Analysing the training datasets

We have succesfully built an anomaly detecting autoencoder, and I’ll try to explain how it works using a trained model to analyse the actual dataset that was used to train it. We are also working on the actual deployment solution, and a Docker container looks like a good option with all the dependencies packed into one neat package.

What the autoencoder learns?

An autoencoder is really quite simple: it is symmetrical structure, that tries to reconstruct the original data with fewer parameters than it had originally.


Image source

When a prediction is made, the same encoding/decoding process is initiated. If the data has similar patterns and distributions, the model has no trouble in reconstructing the data, and the reconstruction error is small. In case of an anomaly, the autoencoder will have difficulties, and the error will be higher.

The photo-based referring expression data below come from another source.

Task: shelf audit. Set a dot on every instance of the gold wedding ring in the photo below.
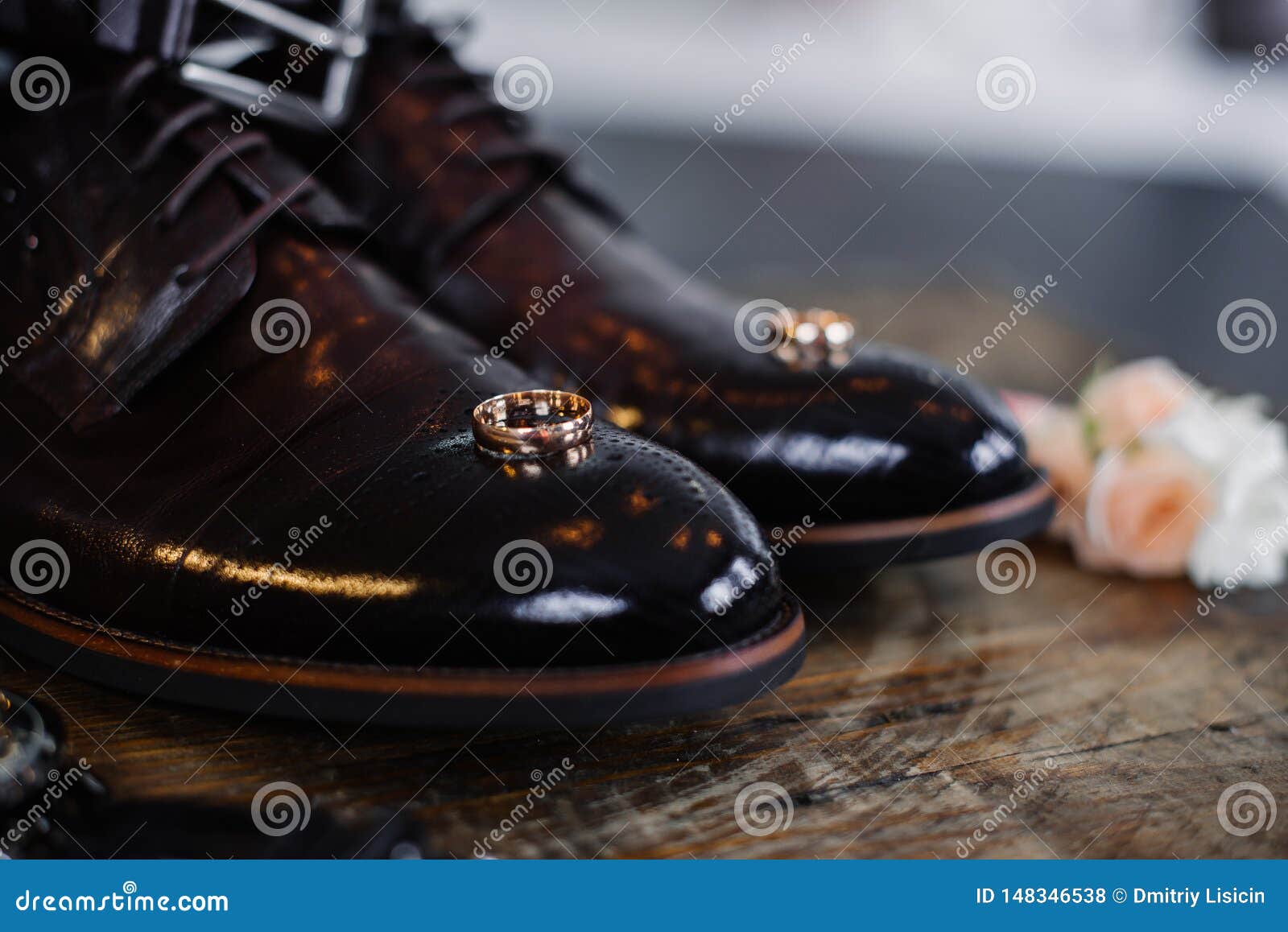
(532, 423)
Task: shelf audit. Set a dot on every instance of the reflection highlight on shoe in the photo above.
(570, 605)
(276, 575)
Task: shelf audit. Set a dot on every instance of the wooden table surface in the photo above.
(1081, 716)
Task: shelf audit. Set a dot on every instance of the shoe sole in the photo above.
(908, 539)
(440, 698)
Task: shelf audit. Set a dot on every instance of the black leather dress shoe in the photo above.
(873, 452)
(238, 465)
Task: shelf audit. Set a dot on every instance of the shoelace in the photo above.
(173, 128)
(468, 99)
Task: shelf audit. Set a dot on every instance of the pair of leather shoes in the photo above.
(242, 468)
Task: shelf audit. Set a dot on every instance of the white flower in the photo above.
(1245, 541)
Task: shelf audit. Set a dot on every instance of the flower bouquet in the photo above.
(1158, 476)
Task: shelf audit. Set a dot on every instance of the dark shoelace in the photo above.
(173, 128)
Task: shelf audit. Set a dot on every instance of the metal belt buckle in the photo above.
(209, 66)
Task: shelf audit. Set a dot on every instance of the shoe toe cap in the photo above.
(617, 552)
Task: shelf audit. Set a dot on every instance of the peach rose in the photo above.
(1127, 399)
(1056, 439)
(1144, 511)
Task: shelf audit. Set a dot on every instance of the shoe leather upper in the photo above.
(324, 501)
(890, 434)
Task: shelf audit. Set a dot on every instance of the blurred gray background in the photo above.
(888, 154)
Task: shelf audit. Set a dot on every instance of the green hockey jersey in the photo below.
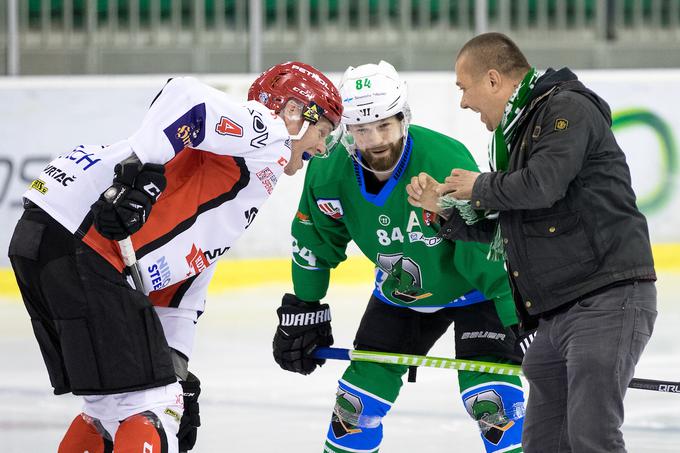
(414, 267)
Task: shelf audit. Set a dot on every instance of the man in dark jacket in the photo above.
(559, 208)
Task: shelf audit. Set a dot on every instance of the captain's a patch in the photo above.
(561, 124)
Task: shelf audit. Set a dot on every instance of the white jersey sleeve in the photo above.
(190, 114)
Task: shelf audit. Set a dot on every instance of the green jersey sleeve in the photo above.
(487, 276)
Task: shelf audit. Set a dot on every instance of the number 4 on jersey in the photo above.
(228, 127)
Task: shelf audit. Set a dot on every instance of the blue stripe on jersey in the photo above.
(380, 198)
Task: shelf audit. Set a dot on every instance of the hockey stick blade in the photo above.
(130, 259)
(463, 365)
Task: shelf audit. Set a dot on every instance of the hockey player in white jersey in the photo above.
(205, 164)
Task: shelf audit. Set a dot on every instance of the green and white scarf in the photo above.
(498, 160)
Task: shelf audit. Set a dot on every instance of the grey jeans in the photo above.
(579, 367)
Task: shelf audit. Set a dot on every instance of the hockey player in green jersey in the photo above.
(422, 284)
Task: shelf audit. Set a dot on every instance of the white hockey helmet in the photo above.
(372, 92)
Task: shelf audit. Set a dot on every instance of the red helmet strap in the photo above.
(303, 130)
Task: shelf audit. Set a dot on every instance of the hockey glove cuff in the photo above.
(191, 419)
(125, 206)
(302, 327)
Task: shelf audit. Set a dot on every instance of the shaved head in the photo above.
(495, 51)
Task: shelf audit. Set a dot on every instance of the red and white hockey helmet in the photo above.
(302, 82)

Evaluation of autoencoder performance

In the training process, we measure the autoencoders performance per variable by calculating root-mean-square deviation. The formula is used to calculate the difference between original and the predicted values. This is an important metric, as it is used in comparison to the values we get from new data.


In python, this is accomplished surprisingly easily with the help of two libraries:

numpy.sqrt(sklearn.metrics.mean_squared_error(after_ae, before_ae))

‘ae’ stands for autoencoder, and the variables ‘after_ae’ and ‘before_ae’ contain the whole training dataset (the sigma).

This metric is calculated for each of the 5 inputs and saved to reference. Here is a sample run on a small test dataset:


These numbers represent the average errors of the 5 items with the training data that was learned.

When previously unseen data arrives, we perform the same evaluation for an individual log line, and compare it to the training averages. If these errors are significantly different, we have an anomaly in our hands.

Looking for anomalies in the test data

Yesterday we got another plotting graph to work, which is very helpful to visualize the numbers that the program produces. I’ll use the smallest dataset we have as an example.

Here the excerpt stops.